Best Gluten Free Chocolate Cupcakes-these cupcakes are easy to make, absolutely delicious and full of chocolatey goodness! They are light and moist and perfect for birthday parties! These gluten free cupcakes are dairy free and nut free-great for a kids party!
- 2 cups Bob’s Red Mills Gluten Free 1 to 1 baking flour
- 1/4 cup cornstarch
- 1/2 cup cocoa powder
- 1 1/3 cup cane sugar (or preferred sweetener like coconut sugar/Lakanto)
- 1 teaspoon xanthan gum
- 1 1/2 teaspoons baking soda
- 1 1/2 teaspoons baking powder
- 1/4 teaspoon salt
- 1/2 cup apple sauce
- 1/4 cup light olive oil or avocado oil
- 2 large eggs
- 1 1/4 cups hot water
- 2 teaspoons vanilla extract
- Preheat oven to 350 degrees Fahrenheit.
- Line two 12 cup muffin pans with 24 cupcake liners.
- In a large bowl, whisk together gluten free flour, cornstarch, cocoa powder, cane sugar, xanthan gum, baking soda, baking powder and salt.

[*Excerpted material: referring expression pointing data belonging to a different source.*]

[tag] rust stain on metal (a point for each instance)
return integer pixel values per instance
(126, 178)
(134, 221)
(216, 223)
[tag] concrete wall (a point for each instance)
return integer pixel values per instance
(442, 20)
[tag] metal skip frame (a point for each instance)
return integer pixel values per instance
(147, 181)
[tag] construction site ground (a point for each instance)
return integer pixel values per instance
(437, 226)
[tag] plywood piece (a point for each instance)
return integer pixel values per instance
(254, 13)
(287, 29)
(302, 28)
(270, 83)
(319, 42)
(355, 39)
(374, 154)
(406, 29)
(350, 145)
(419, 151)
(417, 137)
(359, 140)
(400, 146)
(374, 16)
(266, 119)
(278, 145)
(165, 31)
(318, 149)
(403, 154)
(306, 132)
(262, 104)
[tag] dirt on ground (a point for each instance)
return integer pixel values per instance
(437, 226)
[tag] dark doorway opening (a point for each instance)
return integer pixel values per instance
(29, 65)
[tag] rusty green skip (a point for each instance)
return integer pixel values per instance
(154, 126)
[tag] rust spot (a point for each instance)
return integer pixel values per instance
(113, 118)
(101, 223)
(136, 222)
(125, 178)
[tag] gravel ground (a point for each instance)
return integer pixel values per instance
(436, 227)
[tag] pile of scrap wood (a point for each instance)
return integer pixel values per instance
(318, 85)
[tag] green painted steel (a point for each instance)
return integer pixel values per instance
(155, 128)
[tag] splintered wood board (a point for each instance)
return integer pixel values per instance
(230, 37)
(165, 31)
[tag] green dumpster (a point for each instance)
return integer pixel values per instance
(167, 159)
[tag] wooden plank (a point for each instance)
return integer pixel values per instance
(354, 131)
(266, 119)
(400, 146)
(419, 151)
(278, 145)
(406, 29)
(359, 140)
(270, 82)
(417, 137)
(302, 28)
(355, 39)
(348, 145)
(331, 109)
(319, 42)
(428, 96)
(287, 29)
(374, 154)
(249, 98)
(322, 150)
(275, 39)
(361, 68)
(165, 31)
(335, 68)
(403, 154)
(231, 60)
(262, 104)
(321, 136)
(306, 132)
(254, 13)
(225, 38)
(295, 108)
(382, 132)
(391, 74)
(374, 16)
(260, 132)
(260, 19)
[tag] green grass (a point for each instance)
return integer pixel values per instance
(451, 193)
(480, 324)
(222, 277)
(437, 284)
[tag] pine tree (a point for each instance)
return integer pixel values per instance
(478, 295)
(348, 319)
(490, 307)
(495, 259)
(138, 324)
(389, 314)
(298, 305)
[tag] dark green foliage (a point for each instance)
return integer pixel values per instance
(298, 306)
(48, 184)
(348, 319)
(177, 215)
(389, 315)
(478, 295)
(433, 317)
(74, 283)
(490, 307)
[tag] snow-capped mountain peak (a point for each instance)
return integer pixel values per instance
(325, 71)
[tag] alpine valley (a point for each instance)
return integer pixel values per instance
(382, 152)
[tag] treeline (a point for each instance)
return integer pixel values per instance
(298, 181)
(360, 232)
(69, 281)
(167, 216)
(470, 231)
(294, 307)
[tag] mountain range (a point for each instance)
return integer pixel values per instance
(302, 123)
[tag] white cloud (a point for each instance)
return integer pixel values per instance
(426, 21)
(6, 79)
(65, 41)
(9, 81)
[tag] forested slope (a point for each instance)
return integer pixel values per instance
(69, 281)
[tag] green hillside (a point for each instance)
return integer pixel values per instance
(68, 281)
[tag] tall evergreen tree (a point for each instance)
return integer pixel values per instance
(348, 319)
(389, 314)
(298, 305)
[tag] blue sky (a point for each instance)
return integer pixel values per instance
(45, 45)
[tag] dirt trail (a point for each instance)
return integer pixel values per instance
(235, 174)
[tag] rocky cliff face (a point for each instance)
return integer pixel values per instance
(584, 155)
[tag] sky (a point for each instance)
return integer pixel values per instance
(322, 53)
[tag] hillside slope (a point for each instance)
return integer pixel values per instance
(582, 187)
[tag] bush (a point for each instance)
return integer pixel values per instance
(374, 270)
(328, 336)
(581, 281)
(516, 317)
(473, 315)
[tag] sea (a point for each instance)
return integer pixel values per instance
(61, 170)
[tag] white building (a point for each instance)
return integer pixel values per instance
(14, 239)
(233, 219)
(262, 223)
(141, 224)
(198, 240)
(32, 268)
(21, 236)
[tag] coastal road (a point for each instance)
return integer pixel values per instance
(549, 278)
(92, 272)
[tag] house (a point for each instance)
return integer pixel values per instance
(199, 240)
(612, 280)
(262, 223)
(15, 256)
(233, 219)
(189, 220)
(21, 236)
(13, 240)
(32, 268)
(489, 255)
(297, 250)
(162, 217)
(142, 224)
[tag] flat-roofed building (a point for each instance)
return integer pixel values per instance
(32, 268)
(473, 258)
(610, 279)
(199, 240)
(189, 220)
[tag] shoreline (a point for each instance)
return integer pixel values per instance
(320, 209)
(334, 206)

- Add in apple sauce, olive oil and eggs. Stir.
- Slowly add in hot water in a small stream while mixing.
- Add vanilla and mix until batter is smooth and creamy.
- Fill cupcake liners halfway with batter. I use standard baking cups like these.
- Bake for 22 minutes or until a toothpick inserted into the center of the cupcake comes out clean.
- Allow cupcakes to cool completely before frosting.
- Frost cupcakes with your favorite frosting. I use Easy Raspberry Vegan Frosting, Vegan Chocolate Buttercream Frosting or Best Vegan Buttercream. I used a Wilton 1M open star piping tip for these pictured cupcakes. Top with sprinkles, if desired. Store leftovers in the refrigerator for up to 5 days.
Make ahead tip: Prepare cupcakes 1 day in advance. Keep cupcakes in a sealed container in the fridge and bring to room temperature 2 hours before serving.